Like many newly established territories and states in the early nineteenth century, the Mississippi Territory—encompassing most of present-day Mississippi and Alabama—was a product of a surging spirit of national expansion, white settlement, and Native American removal. After the Revolutionary War, the new nation had been granted territorial rights to the land from the Atlantic Ocean to the Mississippi River. British authorities had made provisions for their independent Indian allies living west of the Appalachian Mountains before acknowledging American independence. After the British departed, however, those claims began to fuel racial tensions as whites ignored the treaties signed by their government and settled anyway.
Restless Americans were pulled westward by dreams of economic profit and greater autonomy on the frontier or pushed by shrinking opportunities in the coastal regions. After hard-won negotiations with the Creeks, Thomas Jefferson had authorized a federal road from Athens, Georgia, to Mobile, Alabama, in 1805, and though it was little more than a horse path by 1810, American settlers were pouring into the burgeoning territory. A hard life of clearing trees, cultivating crops, and surviving perpetual border conflicts awaited those brave or foolish enough to attempt the journey.

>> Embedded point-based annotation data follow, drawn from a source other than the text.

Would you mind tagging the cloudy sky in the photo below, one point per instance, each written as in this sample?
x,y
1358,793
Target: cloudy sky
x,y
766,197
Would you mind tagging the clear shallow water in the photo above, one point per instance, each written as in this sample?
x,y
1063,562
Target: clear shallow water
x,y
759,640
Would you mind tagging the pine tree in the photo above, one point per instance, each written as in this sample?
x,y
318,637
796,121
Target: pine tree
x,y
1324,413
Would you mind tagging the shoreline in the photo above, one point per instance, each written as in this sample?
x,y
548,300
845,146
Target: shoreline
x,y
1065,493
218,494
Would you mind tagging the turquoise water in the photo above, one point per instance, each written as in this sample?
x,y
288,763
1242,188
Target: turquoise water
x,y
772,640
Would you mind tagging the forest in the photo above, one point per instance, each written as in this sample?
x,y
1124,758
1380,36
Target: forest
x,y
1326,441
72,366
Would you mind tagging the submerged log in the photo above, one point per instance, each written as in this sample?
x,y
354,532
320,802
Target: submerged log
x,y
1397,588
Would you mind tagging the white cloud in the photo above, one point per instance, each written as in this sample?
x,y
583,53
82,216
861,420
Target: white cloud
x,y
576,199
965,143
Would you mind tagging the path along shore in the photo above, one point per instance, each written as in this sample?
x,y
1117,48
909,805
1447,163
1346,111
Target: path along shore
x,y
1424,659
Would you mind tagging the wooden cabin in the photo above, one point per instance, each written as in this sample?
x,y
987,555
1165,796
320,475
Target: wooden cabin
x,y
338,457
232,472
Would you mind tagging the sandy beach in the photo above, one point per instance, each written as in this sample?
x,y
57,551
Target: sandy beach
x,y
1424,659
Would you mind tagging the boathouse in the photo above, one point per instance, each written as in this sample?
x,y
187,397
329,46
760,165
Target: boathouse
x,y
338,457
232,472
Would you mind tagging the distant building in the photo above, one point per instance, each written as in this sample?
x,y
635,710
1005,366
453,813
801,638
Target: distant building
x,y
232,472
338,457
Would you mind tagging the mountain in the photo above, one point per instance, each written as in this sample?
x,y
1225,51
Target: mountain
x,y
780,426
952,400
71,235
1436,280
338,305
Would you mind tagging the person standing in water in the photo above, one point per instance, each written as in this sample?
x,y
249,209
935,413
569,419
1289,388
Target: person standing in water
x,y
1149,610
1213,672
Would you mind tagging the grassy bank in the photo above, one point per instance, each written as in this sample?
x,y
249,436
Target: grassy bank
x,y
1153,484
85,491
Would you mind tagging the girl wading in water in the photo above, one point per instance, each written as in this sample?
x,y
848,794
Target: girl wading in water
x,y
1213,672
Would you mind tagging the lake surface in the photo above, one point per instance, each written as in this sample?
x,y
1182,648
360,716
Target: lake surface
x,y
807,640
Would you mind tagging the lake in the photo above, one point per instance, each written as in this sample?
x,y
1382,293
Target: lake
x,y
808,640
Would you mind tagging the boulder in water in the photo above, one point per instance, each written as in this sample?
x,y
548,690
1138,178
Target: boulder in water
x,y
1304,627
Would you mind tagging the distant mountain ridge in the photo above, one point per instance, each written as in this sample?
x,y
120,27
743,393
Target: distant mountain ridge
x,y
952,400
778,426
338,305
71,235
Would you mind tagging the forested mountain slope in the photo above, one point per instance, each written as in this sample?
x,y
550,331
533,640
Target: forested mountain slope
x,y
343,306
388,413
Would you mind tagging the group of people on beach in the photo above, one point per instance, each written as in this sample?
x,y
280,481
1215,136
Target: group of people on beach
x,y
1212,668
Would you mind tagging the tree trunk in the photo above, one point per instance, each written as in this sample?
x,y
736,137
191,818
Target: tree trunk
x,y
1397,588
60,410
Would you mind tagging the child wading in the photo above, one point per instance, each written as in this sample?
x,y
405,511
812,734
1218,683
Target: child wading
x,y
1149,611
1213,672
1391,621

But come, they did, in swelling numbers—and most without legal title to Alabama lands. On February 7, 1810, David Holmes, governor of the Mississippi Territory, sent a frantic letter to U.S. Secretary of War, William Eustis, saying, “From good information I learn that from four to five thousand white persons are settled within the Indian Boundary and that they are determined to remain there in opposition to the law of the United States until removed by force.” Governor Holmes spent the early months of 1810 buying time with the few troops he had and assuring the Indian tribes that the settlers would be removed from Indian lands in the spring or early summer. But along the road from Georgia, the wagons kept coming.